We open with sudden violence. Lights (including the ubiquitously glowing emergency exit signs) cut out as the opening chords descend. It’s a bold gesture from Ticciati, and heralds a swift Overture, the sharply-pointed angst giving way to the frothiest of folly. This pace is sustained throughout the evening, and if it lends urgency to Kent’s occasionally rather oblique visuals it does also refuse to linger, even where the score calls for it.

While there were issues of ensemble on opening night, the quality of the singing in this revival is excellent. An underused Toby Spence brings line and an unusual masculinity to Don Ottavio, supporting the precision of Shagimuratova’s Donna Anna. Manifesting no discernable emotion, even at the heights of “Or sai chi l’onore” Shagimuratova’s value lies in her musicality and voice, which make light of the role’s vocal demands.

Showing their mettle in some of the swiftest, barely-sung recitative I’ve heard (though rivalled by Sherratt and Paterson in the recent ENO Don Giovanni) Meacham and Matthew Rose (Leporello) establish a natural partnership. Meacham has all the swagger of a serial seducer, matching it with a warmth of tone that only loses its focus in a rushed “Fin ch’han dal vino”. Rose’s height makes for an appealing visual contrast with the compact energy of Meacham, though his determined naturalism leaves much of the role’s comedy rather under-projected.

While Miah Persson’s Donna Elvira is deftly handled, it is Solberg’s Zerlina who really delights, seducing her audience along with a helpless Masetto in the pouting sweetness of “Batti, batti” and “Vedrai carino”. But even she couldn’t make anything other than an intrusion out of Kent’s S&M-themed Act II duet.

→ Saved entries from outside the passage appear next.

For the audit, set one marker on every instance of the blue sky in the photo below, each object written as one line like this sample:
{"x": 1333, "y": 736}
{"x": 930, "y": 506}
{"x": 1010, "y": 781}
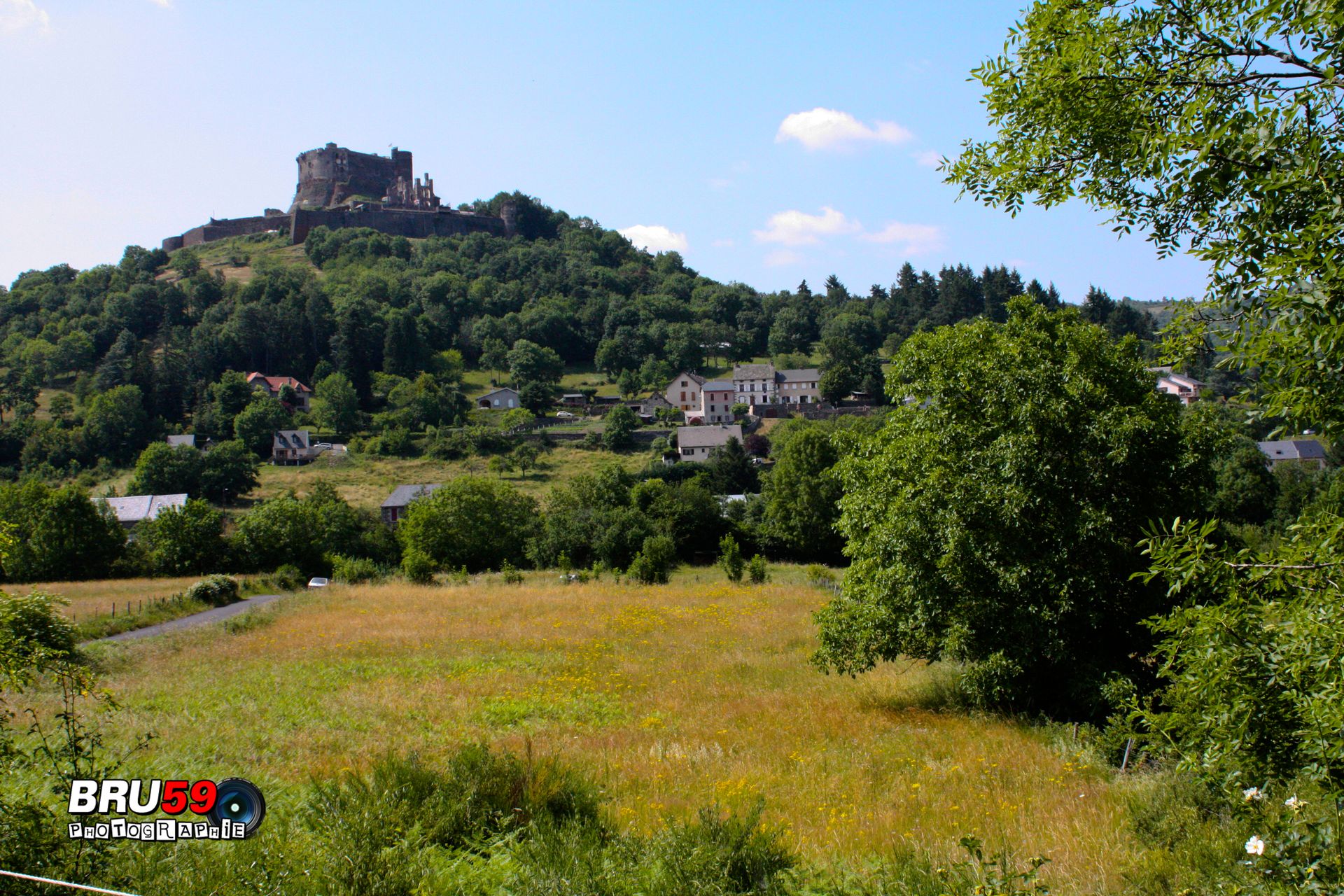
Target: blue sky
{"x": 769, "y": 143}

There is much that is elegant, apt and attractive about Kent’s Don Giovanni, but little that seizes or compels. Mozart’s opera is a work of violence and brutality, a mature study in the psychology (and psychopathy) of a rapist and instinctive murderer. The Don may be a monster, an accidental aggressor undone by his own charm, even – at a stretch – a man more sinned against than sinning, but he cannot be all at once. The weakness of Kent’s production is a lack of emotional and dramatic specificity – a lack cruelly highlighted by the very precision and detail of his physical staging.